You are right when you object to the noise of the loudspeakers, particularly keeping in mind the differently abled and the patients in general. But you cannot be selective about your protests or you cannot try to right a wrong with another wrong. If you ask, righteously so, for a ban on the loudspeakers in public places to prevent noise pollution which is indeed a growing menace it has to be a blanket ban, covering all kinds of religious-cultural events/festivals/rituals taking place twelve month a year in our country.
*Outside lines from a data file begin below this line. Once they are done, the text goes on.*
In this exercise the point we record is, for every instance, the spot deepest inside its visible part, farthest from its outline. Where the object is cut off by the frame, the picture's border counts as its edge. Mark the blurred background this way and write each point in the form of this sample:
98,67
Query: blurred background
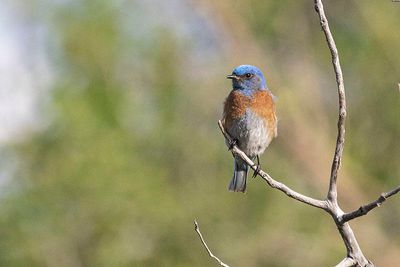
110,146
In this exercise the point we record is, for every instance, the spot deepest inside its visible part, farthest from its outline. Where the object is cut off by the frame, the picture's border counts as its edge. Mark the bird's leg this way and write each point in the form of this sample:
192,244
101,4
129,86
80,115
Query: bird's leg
232,143
258,167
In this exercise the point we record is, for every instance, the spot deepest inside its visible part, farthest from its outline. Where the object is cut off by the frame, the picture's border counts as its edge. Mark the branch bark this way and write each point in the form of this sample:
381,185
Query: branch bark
354,257
363,210
197,229
337,158
322,204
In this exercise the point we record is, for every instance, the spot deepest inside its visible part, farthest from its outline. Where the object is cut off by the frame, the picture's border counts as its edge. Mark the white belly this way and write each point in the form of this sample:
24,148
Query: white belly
252,134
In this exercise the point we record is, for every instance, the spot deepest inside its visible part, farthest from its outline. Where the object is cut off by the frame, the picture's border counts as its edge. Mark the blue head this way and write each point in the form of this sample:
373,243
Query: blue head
247,78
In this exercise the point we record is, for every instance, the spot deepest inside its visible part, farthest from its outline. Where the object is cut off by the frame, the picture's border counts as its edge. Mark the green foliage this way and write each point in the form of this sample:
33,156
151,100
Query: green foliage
132,154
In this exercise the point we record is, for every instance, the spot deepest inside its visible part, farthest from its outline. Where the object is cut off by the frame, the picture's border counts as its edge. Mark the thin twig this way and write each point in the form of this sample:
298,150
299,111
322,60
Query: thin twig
197,229
347,262
337,158
271,182
363,210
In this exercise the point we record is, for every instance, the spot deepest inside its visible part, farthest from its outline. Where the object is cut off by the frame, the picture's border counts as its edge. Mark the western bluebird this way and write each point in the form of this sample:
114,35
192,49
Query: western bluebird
249,117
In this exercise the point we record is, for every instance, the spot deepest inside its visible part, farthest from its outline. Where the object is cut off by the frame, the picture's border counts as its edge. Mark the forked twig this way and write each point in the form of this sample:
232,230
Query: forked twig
197,229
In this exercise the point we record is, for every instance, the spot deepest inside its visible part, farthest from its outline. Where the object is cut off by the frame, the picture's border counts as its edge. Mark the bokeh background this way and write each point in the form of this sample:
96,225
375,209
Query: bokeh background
109,139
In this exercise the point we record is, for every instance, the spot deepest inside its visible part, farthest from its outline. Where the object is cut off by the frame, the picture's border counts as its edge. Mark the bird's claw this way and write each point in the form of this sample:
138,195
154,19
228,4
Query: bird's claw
232,143
256,171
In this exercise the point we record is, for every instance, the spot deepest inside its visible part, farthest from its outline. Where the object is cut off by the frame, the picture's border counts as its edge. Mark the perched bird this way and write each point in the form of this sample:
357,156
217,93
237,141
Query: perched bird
250,118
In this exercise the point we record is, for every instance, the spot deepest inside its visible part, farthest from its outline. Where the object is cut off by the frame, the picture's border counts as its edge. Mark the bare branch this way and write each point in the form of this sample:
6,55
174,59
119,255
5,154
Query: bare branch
332,192
347,262
197,229
271,182
363,210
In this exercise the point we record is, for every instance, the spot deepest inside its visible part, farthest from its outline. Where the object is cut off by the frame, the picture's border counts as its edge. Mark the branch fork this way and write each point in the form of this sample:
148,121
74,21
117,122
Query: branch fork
355,256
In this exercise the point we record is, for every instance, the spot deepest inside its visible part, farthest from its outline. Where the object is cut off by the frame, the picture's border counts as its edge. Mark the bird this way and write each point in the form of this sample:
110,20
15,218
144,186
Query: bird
249,117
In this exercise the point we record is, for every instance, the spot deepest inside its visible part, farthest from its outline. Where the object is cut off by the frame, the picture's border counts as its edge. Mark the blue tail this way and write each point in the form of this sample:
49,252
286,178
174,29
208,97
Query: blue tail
238,182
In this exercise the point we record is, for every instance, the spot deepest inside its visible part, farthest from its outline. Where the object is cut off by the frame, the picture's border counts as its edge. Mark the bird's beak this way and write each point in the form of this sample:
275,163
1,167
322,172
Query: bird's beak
232,77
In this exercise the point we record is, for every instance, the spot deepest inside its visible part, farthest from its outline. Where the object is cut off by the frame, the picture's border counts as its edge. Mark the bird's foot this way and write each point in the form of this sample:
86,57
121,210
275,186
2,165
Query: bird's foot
256,171
232,143
258,168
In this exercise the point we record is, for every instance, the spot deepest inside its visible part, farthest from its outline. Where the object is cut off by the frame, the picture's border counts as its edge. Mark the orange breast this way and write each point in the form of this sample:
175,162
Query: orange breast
261,103
264,106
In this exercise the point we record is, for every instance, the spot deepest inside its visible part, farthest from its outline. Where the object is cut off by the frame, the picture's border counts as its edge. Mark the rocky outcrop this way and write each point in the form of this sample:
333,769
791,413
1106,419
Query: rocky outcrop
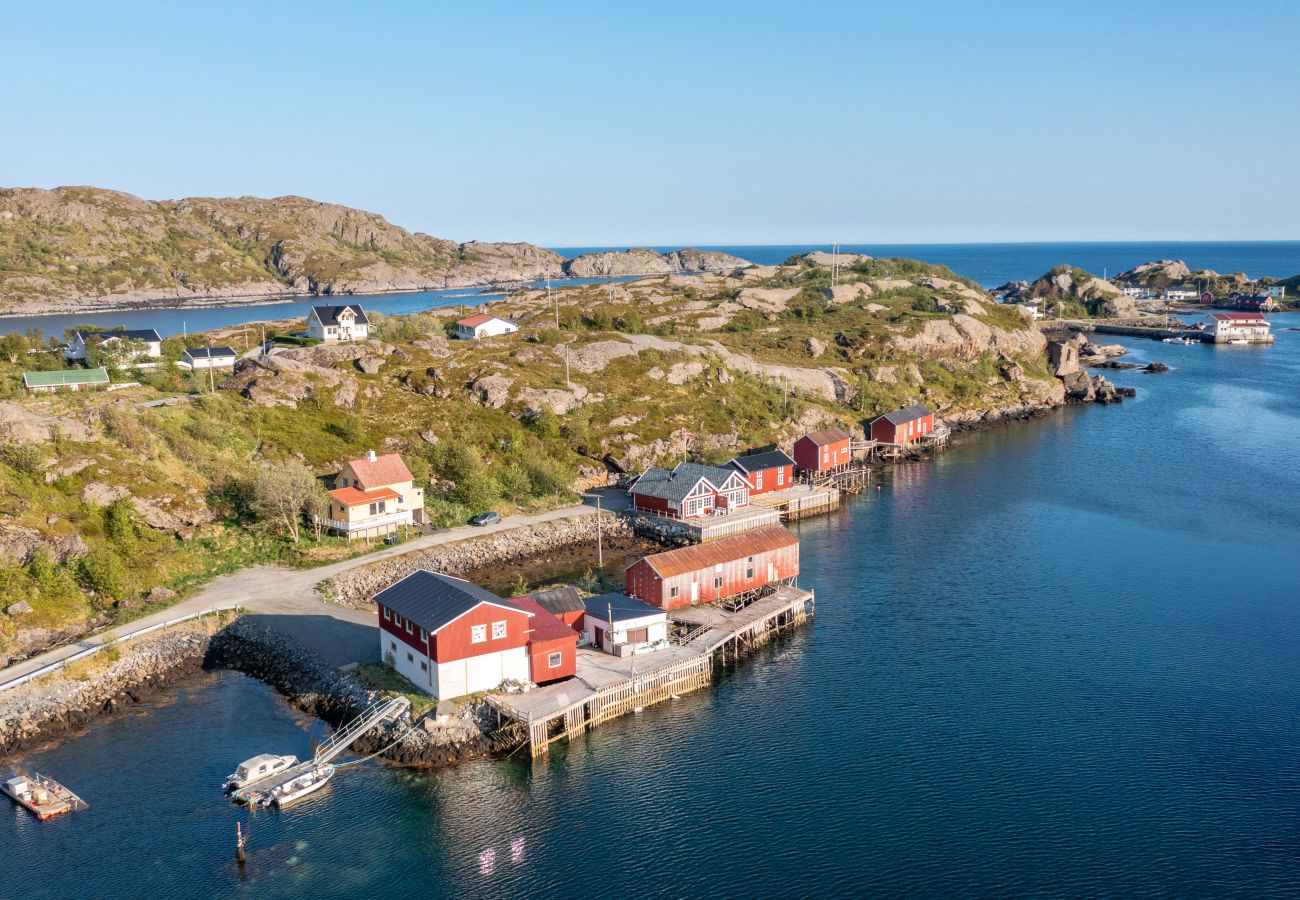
356,587
99,249
638,260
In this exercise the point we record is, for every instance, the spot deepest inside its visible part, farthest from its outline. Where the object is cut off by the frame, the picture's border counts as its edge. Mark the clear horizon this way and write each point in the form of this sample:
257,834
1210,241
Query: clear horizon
577,125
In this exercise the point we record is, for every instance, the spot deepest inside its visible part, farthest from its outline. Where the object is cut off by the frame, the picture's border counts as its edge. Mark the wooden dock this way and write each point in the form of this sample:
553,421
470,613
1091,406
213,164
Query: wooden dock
607,687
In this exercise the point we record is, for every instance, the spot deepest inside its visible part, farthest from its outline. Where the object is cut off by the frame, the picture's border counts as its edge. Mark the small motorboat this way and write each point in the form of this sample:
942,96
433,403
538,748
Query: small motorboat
290,792
259,767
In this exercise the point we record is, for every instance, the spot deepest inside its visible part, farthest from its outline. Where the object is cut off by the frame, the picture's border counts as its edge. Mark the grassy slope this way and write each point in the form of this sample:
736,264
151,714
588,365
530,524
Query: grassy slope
480,457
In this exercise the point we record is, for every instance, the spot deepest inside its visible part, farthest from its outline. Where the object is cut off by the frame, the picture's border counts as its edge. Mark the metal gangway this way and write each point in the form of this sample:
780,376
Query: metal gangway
377,713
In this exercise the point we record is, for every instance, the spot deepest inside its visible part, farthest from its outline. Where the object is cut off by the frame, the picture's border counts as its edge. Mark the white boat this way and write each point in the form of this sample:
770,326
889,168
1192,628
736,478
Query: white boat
293,791
259,767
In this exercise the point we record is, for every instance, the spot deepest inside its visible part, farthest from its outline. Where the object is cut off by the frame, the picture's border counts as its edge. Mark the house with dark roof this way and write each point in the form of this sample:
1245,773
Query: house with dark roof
372,497
827,450
336,324
484,324
689,490
715,570
904,425
765,471
207,358
126,344
623,624
450,637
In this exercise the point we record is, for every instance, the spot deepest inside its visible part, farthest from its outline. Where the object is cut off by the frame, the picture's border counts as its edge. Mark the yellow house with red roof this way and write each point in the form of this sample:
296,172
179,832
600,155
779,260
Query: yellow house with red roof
372,497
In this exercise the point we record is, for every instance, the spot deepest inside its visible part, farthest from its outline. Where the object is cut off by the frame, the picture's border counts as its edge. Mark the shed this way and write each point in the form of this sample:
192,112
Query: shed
622,624
826,450
716,570
904,425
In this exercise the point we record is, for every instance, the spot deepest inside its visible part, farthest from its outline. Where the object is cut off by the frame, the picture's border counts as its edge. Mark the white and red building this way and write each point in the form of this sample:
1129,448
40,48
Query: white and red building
766,471
1227,327
450,637
689,490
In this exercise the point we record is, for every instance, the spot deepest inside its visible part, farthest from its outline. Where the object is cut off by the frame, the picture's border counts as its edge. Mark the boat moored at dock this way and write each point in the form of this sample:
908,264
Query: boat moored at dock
42,796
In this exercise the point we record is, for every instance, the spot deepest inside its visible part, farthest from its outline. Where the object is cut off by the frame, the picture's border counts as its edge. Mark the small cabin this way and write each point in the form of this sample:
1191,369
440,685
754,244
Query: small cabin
484,325
826,450
766,471
622,624
716,570
338,324
904,425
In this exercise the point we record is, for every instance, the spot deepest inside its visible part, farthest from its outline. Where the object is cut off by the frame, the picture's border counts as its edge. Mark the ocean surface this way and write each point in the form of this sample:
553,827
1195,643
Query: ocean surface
987,263
1061,660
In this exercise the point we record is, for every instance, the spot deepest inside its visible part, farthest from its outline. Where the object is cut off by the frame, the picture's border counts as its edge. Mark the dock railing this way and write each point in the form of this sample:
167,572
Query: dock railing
112,640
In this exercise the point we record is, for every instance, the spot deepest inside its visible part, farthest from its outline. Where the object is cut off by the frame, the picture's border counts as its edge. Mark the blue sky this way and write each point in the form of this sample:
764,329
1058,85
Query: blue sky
679,122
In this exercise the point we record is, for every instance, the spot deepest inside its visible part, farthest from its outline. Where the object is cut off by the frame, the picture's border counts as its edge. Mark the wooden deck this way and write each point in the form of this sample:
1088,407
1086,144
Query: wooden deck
607,687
And, you hardly hear religious chanting of hymns or stotra on the mikes, you only hear film songs and even disco songs so that the devotees can dance too.


This kind of hypocrisy and the growing politicization cum commercialization of religions must stop. High time to adopt a new modern religion of making the religion a matter of personal choice; preferably in the innermost corners of your excellent and powerful mind or within the four-walls of your homes or within the four-walls of any place of worship. The Pandemic nearly accomplished this; but unfortunately, humankind hates to learn from even disasters.